Ron Patnosh use to joke that he came with building at St. Raymond. Now a piece of it belongs to him.
The all-boys Catholic school officially dedicated its gym its legendary teacher, athletic director and baseball coach during a ceremony on June 20. A scholarship fund was also established in his named.
Patnosh died of an apparent heart attack. last September at the age of 76 after serving as the school’s baseball coach for 48 years. St Raymond and its alumni wanted to do something that ensured all that he did would be remembered for years and years to come.
“He did a tremendous amount of stuff on the baseball field, but it was definitely so much more, as a teacher, colleague, and an administrator and as an athletic director,” Ravens athletic director Ben Aguirre said. “Just having something permanent in his name was only right.”

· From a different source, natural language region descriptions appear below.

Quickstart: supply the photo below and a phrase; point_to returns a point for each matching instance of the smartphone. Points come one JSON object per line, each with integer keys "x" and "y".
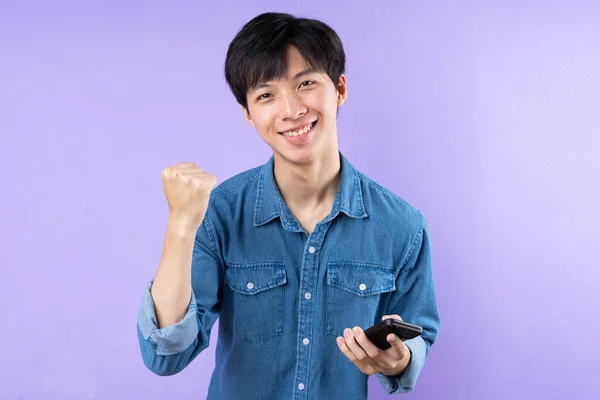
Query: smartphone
{"x": 378, "y": 332}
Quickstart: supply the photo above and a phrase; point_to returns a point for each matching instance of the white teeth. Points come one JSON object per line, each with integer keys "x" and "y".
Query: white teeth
{"x": 298, "y": 132}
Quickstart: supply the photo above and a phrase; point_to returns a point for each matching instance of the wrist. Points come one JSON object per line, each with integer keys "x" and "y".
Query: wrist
{"x": 181, "y": 225}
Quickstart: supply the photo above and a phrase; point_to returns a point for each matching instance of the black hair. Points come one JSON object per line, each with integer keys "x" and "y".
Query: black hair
{"x": 258, "y": 52}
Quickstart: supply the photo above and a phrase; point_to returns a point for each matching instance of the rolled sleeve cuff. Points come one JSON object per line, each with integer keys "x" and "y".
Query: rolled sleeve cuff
{"x": 406, "y": 382}
{"x": 172, "y": 339}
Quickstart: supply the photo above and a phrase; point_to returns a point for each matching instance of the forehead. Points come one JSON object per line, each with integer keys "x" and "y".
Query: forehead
{"x": 296, "y": 67}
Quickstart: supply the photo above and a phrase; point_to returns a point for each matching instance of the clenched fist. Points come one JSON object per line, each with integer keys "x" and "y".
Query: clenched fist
{"x": 187, "y": 188}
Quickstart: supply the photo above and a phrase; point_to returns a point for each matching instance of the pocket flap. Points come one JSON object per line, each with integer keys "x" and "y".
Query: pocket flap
{"x": 255, "y": 278}
{"x": 361, "y": 279}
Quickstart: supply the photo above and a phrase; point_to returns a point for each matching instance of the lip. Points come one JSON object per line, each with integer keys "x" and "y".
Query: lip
{"x": 302, "y": 138}
{"x": 299, "y": 126}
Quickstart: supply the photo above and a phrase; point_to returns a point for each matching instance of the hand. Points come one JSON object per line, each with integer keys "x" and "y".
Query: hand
{"x": 187, "y": 189}
{"x": 369, "y": 358}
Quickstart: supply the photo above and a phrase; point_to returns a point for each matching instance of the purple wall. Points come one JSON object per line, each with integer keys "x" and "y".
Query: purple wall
{"x": 487, "y": 118}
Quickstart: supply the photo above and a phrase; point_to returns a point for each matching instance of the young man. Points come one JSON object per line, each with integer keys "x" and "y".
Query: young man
{"x": 293, "y": 254}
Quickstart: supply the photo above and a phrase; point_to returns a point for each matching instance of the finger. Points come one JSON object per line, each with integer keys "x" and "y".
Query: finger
{"x": 353, "y": 345}
{"x": 368, "y": 346}
{"x": 399, "y": 349}
{"x": 393, "y": 316}
{"x": 184, "y": 165}
{"x": 192, "y": 171}
{"x": 346, "y": 350}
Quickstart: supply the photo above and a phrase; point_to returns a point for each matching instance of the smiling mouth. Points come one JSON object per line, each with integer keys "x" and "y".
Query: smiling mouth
{"x": 303, "y": 131}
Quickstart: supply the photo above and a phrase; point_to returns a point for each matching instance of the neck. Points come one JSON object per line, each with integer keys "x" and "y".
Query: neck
{"x": 309, "y": 185}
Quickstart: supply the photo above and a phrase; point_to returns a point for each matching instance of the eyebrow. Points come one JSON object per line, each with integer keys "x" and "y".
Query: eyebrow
{"x": 298, "y": 75}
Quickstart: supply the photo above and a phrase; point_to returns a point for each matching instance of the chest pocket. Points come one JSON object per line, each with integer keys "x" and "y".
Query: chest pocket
{"x": 255, "y": 305}
{"x": 353, "y": 295}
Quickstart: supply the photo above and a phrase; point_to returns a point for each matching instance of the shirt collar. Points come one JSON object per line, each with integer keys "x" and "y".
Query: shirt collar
{"x": 269, "y": 203}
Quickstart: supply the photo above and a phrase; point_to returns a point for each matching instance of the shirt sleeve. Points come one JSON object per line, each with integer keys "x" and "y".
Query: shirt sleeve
{"x": 414, "y": 300}
{"x": 168, "y": 350}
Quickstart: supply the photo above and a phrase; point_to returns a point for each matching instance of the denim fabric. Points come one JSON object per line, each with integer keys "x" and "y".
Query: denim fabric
{"x": 282, "y": 296}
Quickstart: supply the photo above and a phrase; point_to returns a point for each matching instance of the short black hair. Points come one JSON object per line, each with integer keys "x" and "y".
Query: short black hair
{"x": 258, "y": 52}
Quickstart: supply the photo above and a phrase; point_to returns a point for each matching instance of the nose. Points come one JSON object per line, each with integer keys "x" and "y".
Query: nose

More than 150 of his former, colleagues, players, opposing coaches and his family gathered a the school to see the dedication of the Ron Patnosh Gymnasium. Those who knew him best said while he would have been appreciative of the honor, Patnosh never liked having too much importance placed on him.
“He was extremely humble, low key and didn’t want any attention,” St. Raymond baseball coach Marc DeLuca said. “If he was around he’d probably be really ticked off about this thing, but he deserved it.”
Patnosh was one of the CHSAA’s most successful and longest tenured baseball coaches. He started the Raven’s baseball team in 1964 and won 1,080 games, second only to Archbishop Molloy’s Jack Curran in the CHSAA. St. Raymond claimed city championships in 1980 and 1989 and nine division titles in his tenure. Patnosh, a history teacher, served as assistant principal for 15 years. He retired in 2010.
“He dedicated his entire life to the children here,” said Mary Ellen Storniola, Patnosh’s sister “He loved teaching. He loved coaching. He loved mentoring. He got as much from the children has he gave them.”
At his funeral countless former students and players came up to her to thank her for what Patnosh did for them. Many mothers told her how their sons might have ended up in gang, jail or much less successful had it not been for him. Storniola remember her brother always coming to his kids’ aid.
“He would immediately get up and he would leave to go to the Bronx because he got a call that there was a young man in the bar who should be or someone was in trouble,” she said. “He didn’t think two minutes about it. He just took care of it.”
His former player remember a man who got them excited to play the game and demanded they play it a certain way. Ravens junior varsity coach Cliff Gonzalez, a 1985 graduate, played for Patnosh for four seasons before starting a minor league career, He finds himself channeling his former coach’s passion when it is needed most.
“Every year I have my Patnosh moment,” he said. “When the team is down or losing, I’ll kick a helmet or throw a bat.”
The school wanted to make sure none of what Patnosh stood or was forgotten by future generations of students, teachers and coaches at the school. Name they gym in his honor will serve as a permanent reminder to all.
“He just thought we was a regular coach, loved baseball, loved teaching,” DeLuca said. “Something like this will preserve this and keep his name around for the people who he didn’t coach.”